FESTIVE FEARS FOR REA
Concern is growing for gruff-voiced, car-liking singer Chris Rea following news that he once again spent most of November and December “driving home for Christmas”. The rough throated Ferrari fan’s musical announcement led several members of the public to contact police who have launched an immediate investigation.
“We’re obviously very worried about Mr Rea,” said Constable John Constable of the Metropolitan Police, “We understand that he has now been ‘driving home for Christmas’ for about 14 years. We can only assume that he took a catastrophic wrong turning somewhere around 1988.”
Using a special ‘map’, Sniff Petrol plotted the sounds-like-he-smokes-too-much singer’s possible course from his pop star mansion with ample garaging, somewhere in London, to his home town of Middlesbrough.
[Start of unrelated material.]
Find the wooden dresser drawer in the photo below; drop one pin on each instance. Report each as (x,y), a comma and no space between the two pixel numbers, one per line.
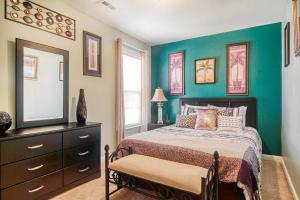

Our conclusion is that it would be impossible for Chris to drive around Britain for over a decade becoming increasingly lost with every turn because factory fitted sat-nav systems weren’t invented until after he had set off on his epic drive. The only answer is that the growly guitar geezer has driven into the sea.
The police remain more optimistic; “We think Mr Rea may be out there, but rather confused,” said Constable Constable, “During his endless quest to get ‘home for Christmas’ several events have taken place. He may, for example, be baffled by the sudden appearance of the M40. And if he is still driving the same non-fuel injected car, he may have trouble understanding what ‘LRP’ is. We just hope we can find Mr Rea before next October. Then we won’t have to hear that fucking record again.”